Container Integrity: The vendor should provide evidence of qualification data to support container–closure integrity of the single-use system (biocontainers, tubing, and connections).
Audits: Merck will conduct regular audits of the supplier’s and sterilization site’s premises and systems.
Change Control: The vendor will provide documentation/evidence of a change-control procedure for all changes in manufacturing techniques or materials that may be necessary.
Biocontainers and Single-Use System Manufacturing Process
Pall biocontainers and manufacturing processes satisfied the user requirements detailed above. Single-use systems are assembled in a class 10,000 operation with dedicated personnel and assembly lines. The manufacturing facilities are compliant with ISO standard 9001 (quality management systems) and ISO 14001 (environmental management).
The 2-D biocontainers are manufactured using coextrusion of bag layers, a process that minimizes the potential for introduction of particulates. To guarantee container integrity, all biocontainers are submitted to a leak test based on pressure-decay measurement before they are assembled in single-use systems.
During validation of the biocontainer manufacturing process, significant testing was performed both before and after radiation sterilization to verify that container integrity was not affected by the sterilization process. Components have undergone robust validation for biocompatibility and extractables. The validated sterile fluid-path claim is based on ISO 11137 for radiation sterilization of medical devices.
Engineering drawings and bill of materials are approved by the customer, and formal change-control processes are in place. Finally, material use is controlled with SAP materials management logistics software from Sapphire Systems.
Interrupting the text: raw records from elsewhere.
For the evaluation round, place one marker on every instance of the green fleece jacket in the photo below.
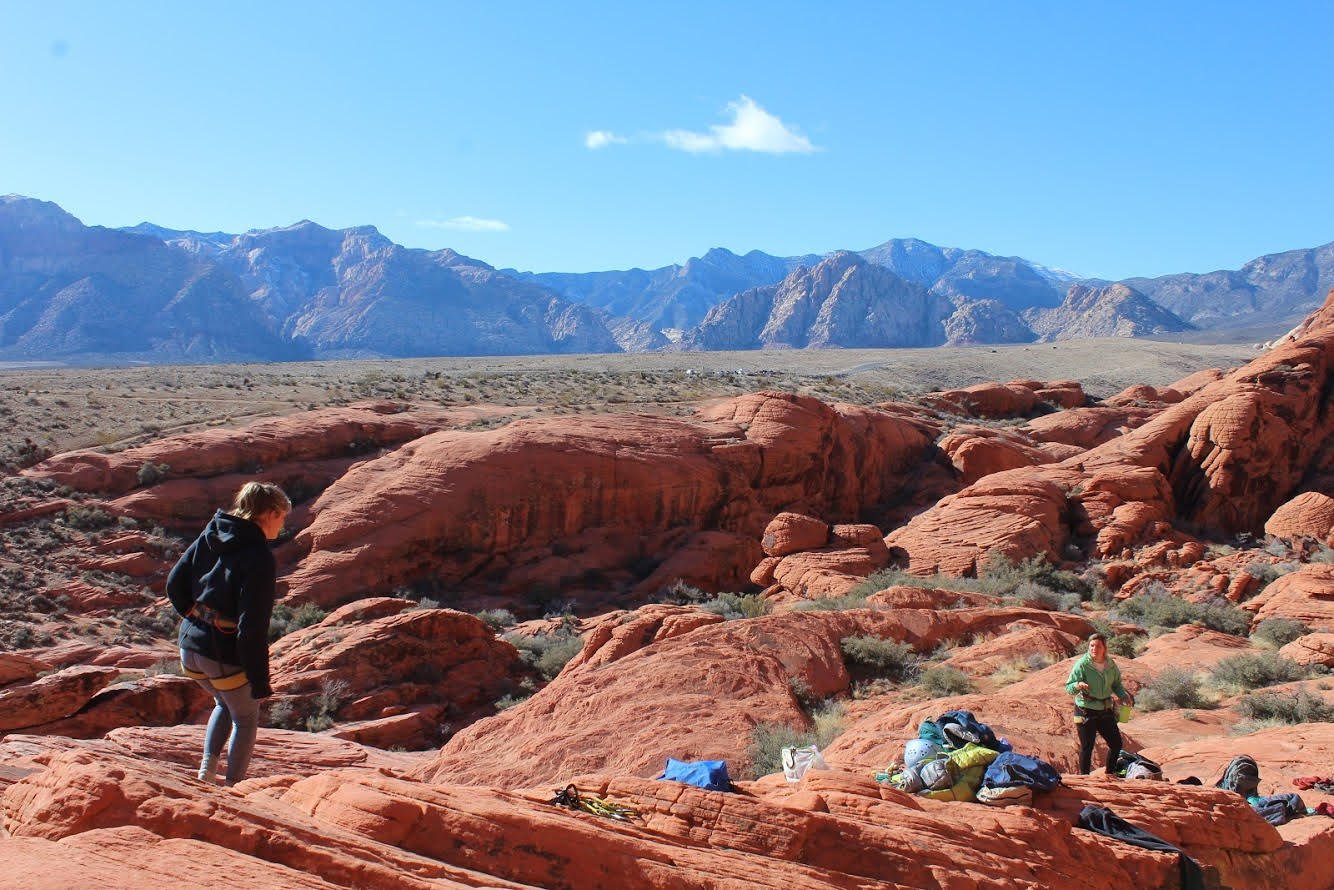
(1102, 683)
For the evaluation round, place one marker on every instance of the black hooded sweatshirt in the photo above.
(231, 570)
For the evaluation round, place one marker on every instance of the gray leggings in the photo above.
(236, 714)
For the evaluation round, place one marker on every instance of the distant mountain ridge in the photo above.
(148, 292)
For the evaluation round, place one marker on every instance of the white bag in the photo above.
(797, 761)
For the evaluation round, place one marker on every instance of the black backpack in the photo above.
(1241, 775)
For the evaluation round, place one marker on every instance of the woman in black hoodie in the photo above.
(223, 589)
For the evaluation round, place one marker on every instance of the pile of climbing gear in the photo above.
(571, 798)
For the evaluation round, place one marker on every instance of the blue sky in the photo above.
(1109, 139)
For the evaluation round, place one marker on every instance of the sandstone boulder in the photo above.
(311, 435)
(52, 697)
(1307, 515)
(382, 653)
(1313, 649)
(789, 533)
(1305, 595)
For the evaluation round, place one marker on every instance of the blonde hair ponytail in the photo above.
(258, 498)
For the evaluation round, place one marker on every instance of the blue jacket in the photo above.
(230, 570)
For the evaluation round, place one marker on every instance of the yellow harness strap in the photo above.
(224, 683)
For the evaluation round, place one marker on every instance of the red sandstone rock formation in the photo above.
(726, 677)
(1223, 458)
(379, 658)
(607, 493)
(1305, 595)
(1307, 515)
(1313, 649)
(1013, 399)
(312, 435)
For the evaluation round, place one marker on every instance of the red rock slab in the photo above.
(151, 701)
(1193, 383)
(190, 502)
(132, 858)
(994, 400)
(452, 503)
(815, 574)
(82, 597)
(1307, 515)
(1313, 649)
(1015, 514)
(1018, 645)
(911, 597)
(68, 653)
(15, 667)
(276, 751)
(1086, 427)
(82, 791)
(307, 435)
(1305, 595)
(694, 838)
(612, 641)
(1191, 647)
(52, 697)
(789, 533)
(707, 559)
(1283, 754)
(975, 457)
(420, 655)
(626, 717)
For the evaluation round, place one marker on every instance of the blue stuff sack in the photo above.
(1021, 769)
(706, 774)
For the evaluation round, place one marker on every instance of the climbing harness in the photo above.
(570, 798)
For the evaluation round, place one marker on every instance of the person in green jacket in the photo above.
(1095, 683)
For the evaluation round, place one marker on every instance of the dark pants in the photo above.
(1098, 723)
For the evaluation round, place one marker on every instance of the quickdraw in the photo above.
(570, 798)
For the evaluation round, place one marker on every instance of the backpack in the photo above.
(1279, 809)
(1135, 766)
(917, 750)
(935, 773)
(930, 730)
(705, 774)
(961, 727)
(1241, 775)
(1006, 795)
(1021, 769)
(798, 761)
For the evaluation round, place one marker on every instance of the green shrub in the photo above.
(1279, 631)
(1255, 670)
(769, 739)
(87, 518)
(735, 606)
(873, 657)
(1278, 707)
(767, 742)
(943, 679)
(1125, 645)
(1159, 609)
(1171, 687)
(151, 473)
(1003, 578)
(997, 577)
(286, 619)
(510, 699)
(548, 653)
(851, 599)
(496, 618)
(1267, 573)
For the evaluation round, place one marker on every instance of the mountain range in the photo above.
(74, 292)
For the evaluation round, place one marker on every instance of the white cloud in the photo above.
(467, 224)
(603, 138)
(751, 128)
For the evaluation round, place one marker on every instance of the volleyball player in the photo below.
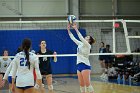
(4, 62)
(102, 49)
(45, 65)
(8, 74)
(24, 64)
(83, 64)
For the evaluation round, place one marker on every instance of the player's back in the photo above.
(24, 73)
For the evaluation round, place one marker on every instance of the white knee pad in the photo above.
(82, 89)
(50, 87)
(89, 88)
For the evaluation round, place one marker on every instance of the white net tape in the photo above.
(92, 24)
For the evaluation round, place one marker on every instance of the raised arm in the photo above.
(79, 34)
(8, 70)
(71, 35)
(55, 58)
(38, 74)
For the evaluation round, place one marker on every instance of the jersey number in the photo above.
(23, 62)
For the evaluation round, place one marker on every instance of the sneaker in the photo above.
(102, 75)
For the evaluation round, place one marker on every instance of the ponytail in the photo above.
(26, 44)
(27, 57)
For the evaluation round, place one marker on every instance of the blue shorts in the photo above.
(24, 88)
(82, 66)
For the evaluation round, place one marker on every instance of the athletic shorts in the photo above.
(46, 71)
(24, 88)
(82, 66)
(2, 74)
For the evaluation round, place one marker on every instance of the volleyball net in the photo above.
(122, 35)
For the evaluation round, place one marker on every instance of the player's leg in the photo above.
(81, 82)
(86, 78)
(49, 82)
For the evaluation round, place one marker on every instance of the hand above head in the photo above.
(74, 26)
(68, 27)
(54, 53)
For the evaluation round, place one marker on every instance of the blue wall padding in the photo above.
(57, 40)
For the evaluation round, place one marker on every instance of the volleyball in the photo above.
(71, 19)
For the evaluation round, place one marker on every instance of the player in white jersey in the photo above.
(4, 62)
(83, 64)
(24, 64)
(8, 73)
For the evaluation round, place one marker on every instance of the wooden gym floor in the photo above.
(70, 85)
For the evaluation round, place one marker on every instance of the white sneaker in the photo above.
(102, 75)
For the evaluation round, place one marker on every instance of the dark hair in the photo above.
(92, 40)
(19, 49)
(103, 44)
(26, 44)
(108, 46)
(42, 40)
(4, 51)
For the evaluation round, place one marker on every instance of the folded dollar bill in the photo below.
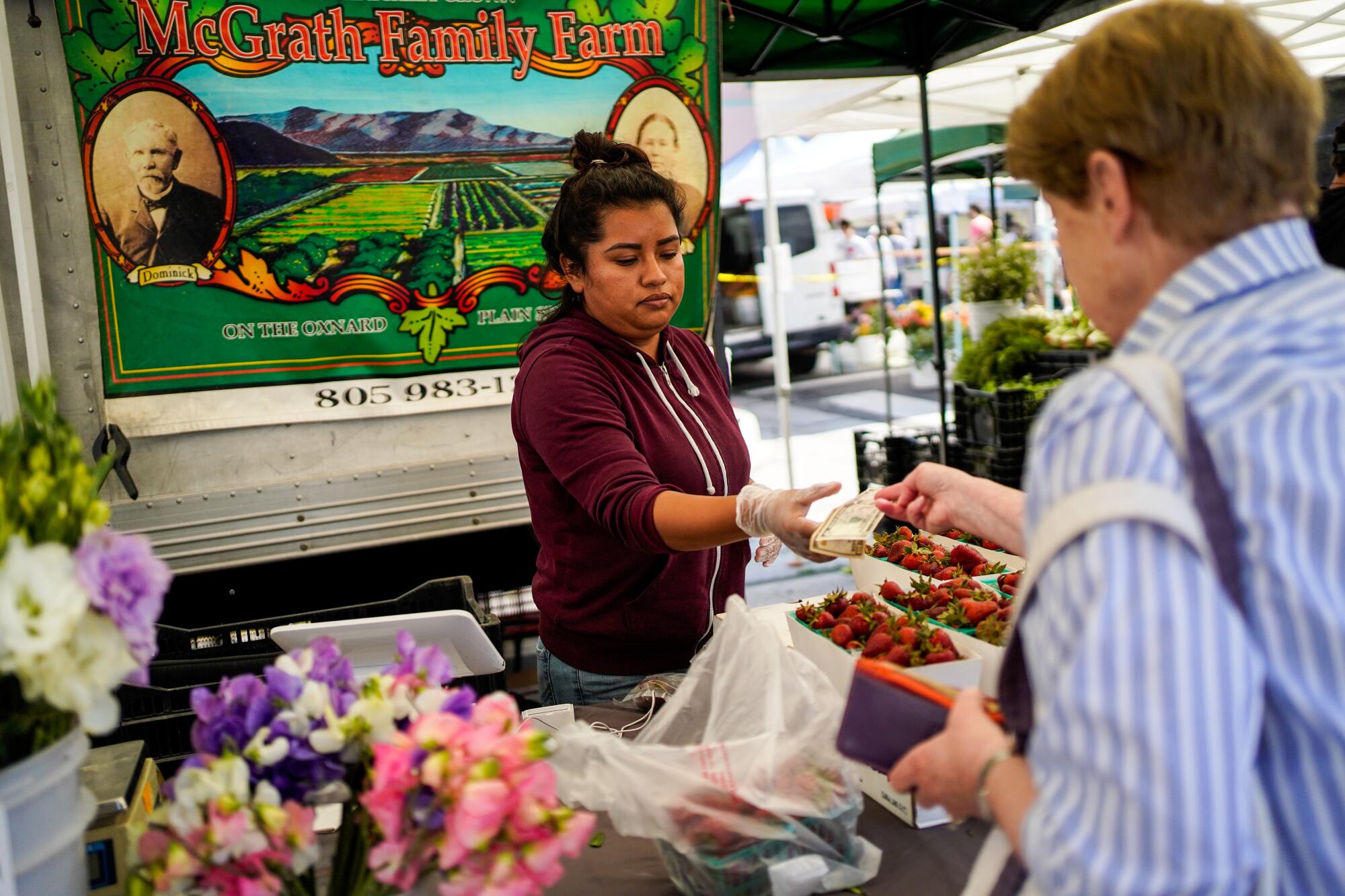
(848, 528)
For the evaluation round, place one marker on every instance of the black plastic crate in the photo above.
(1004, 466)
(161, 713)
(883, 459)
(999, 419)
(1062, 362)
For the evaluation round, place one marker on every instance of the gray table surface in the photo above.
(930, 861)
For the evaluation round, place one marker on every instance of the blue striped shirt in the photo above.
(1155, 701)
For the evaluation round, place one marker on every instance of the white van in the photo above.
(814, 309)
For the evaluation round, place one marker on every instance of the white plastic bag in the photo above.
(738, 776)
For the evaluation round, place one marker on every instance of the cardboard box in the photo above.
(839, 663)
(1013, 561)
(875, 783)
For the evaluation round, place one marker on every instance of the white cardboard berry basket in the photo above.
(839, 666)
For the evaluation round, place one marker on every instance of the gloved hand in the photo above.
(763, 512)
(767, 551)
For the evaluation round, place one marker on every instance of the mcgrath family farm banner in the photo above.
(329, 210)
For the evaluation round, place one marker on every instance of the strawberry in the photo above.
(968, 557)
(879, 645)
(956, 616)
(978, 610)
(993, 631)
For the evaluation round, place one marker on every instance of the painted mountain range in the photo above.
(388, 132)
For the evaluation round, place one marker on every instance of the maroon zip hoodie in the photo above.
(602, 431)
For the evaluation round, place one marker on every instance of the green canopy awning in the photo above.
(790, 40)
(956, 151)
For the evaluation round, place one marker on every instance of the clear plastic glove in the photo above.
(785, 514)
(767, 551)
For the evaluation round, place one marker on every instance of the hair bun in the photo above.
(592, 150)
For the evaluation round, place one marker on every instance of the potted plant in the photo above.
(995, 282)
(79, 606)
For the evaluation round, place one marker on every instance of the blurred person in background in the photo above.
(1174, 701)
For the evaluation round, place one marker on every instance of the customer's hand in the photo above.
(785, 514)
(931, 497)
(945, 768)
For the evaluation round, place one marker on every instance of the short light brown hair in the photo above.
(1213, 118)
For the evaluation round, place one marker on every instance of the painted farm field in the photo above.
(396, 208)
(489, 206)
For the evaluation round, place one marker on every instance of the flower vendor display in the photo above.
(442, 792)
(79, 606)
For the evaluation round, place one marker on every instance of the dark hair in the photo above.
(607, 175)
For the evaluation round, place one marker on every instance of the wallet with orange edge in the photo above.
(891, 710)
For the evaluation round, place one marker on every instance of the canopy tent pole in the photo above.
(779, 341)
(883, 304)
(927, 155)
(995, 210)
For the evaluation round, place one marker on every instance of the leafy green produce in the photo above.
(1004, 353)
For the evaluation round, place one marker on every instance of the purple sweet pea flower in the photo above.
(428, 662)
(127, 583)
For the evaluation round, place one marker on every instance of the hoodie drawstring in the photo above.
(709, 483)
(691, 386)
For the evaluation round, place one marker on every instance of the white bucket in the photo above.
(983, 314)
(48, 811)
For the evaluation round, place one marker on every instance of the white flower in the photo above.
(267, 794)
(313, 700)
(81, 673)
(264, 754)
(41, 600)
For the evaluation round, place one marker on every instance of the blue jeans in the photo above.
(559, 682)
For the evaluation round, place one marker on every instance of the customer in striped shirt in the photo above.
(1175, 145)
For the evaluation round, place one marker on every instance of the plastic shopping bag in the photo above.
(738, 776)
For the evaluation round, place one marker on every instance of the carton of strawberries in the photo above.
(960, 603)
(861, 622)
(919, 553)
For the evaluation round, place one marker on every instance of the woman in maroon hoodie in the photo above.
(636, 470)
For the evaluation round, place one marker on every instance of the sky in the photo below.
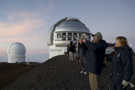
(28, 21)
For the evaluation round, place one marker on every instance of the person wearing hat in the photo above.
(100, 46)
(122, 66)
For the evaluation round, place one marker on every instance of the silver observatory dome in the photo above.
(16, 53)
(64, 31)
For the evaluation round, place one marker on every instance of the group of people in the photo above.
(91, 53)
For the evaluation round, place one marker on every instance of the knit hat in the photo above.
(84, 36)
(99, 35)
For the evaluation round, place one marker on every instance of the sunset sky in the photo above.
(28, 21)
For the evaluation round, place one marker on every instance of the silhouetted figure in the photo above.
(71, 50)
(122, 69)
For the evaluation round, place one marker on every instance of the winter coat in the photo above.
(89, 57)
(122, 68)
(100, 48)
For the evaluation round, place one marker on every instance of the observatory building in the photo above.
(16, 53)
(64, 31)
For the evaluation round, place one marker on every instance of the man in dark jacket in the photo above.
(71, 50)
(100, 46)
(90, 59)
(121, 64)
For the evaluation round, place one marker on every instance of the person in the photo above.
(71, 50)
(89, 57)
(81, 53)
(100, 46)
(121, 64)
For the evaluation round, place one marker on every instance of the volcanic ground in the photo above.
(57, 73)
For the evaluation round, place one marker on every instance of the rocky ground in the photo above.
(58, 73)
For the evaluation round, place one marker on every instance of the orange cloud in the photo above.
(19, 24)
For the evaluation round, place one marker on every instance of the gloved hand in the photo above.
(125, 83)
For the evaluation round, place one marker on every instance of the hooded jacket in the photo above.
(122, 68)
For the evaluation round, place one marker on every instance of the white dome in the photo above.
(16, 52)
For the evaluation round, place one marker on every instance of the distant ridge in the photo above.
(58, 73)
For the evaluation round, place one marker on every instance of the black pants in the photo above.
(118, 87)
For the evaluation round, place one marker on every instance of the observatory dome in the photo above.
(66, 26)
(16, 53)
(62, 33)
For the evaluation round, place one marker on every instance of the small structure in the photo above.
(64, 31)
(16, 53)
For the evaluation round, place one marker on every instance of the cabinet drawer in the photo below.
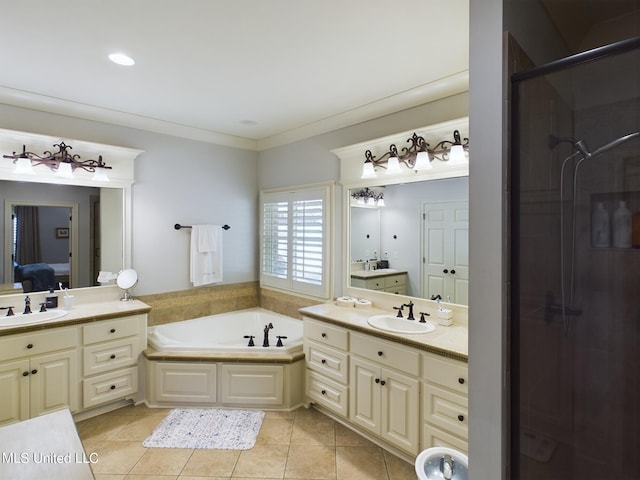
(446, 410)
(434, 437)
(102, 357)
(327, 393)
(446, 372)
(110, 329)
(395, 280)
(327, 361)
(389, 354)
(29, 344)
(326, 333)
(110, 386)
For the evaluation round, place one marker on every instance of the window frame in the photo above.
(289, 195)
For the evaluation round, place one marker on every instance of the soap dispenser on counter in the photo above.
(445, 315)
(51, 300)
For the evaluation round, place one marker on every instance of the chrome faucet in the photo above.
(410, 305)
(265, 342)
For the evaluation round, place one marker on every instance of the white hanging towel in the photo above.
(206, 254)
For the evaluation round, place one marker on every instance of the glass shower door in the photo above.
(575, 237)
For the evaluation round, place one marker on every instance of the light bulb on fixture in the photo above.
(393, 164)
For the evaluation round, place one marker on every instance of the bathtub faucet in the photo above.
(265, 342)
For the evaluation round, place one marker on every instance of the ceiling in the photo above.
(245, 73)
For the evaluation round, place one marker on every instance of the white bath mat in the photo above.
(207, 428)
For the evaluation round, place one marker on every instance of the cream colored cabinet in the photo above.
(385, 400)
(38, 373)
(110, 358)
(327, 365)
(445, 403)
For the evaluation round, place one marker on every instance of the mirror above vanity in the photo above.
(62, 230)
(415, 241)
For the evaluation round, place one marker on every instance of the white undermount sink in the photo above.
(31, 318)
(390, 323)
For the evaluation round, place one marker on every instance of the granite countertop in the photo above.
(449, 341)
(47, 446)
(379, 272)
(80, 313)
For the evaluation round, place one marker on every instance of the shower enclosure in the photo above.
(575, 267)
Figure 1 shows the prototype design used for initial evaluation. This design was evaluated as part of the FAT for the syringe filler at Bausch+Ströbel’s Ilshofen facility in Germany (Photo 3) during September 2013 with participation of a single-use systems expert from Pall. Some design modifications were proposed based on observations during that testing. Acceptable dose control and system fit–finish were demonstrated with water and a product surrogate. Merck product development scientists and manufacturing staff provided additional VoC feedback on the prototype design. Figure 2 details the modifications made to the initial design.
Control of particulates during singleuse system manufacturing and in the application of those systems is a topic of special focus within the biopharmaceutical industry. In 2014, the Bio-Process Systems Alliance (BPSA) published specific guidelines and recommendations for testing, evaluation, and control of particulates for single-use process equipment (5). Those guidelines state, “The goal of suppliers, end users, regulators, and standards-setting organizations should be to minimize particulates in drug products without placing unnecessary expectations for minimal safety/ quality gains.”
The risk of particulate contamination is most significant when filling products downstream of final sterilizing filtration. To mitigate this risk, a flush or purge step can be included before filling begins, but that procedure was deemed impractical at pilot scale because of limited drug-product availability. Merck had chosen to discontinue two earlier projects on single-use systems during proof-of-concept testing in 2012 because elevated levels of particulates were identified in three other suppliers’ biocontainers during testing. A 2012 team rinsed the inner biocontainer surfaces with water that had been filtered through a 0.2-µm MilliQ filter from MilliporeSigma. The resulting rinses passed through a one-inch membrane filter, which the team then examined using a stereo microscope (Figure 3). Collected fibers ranged from submillimeter to several millimeters in length.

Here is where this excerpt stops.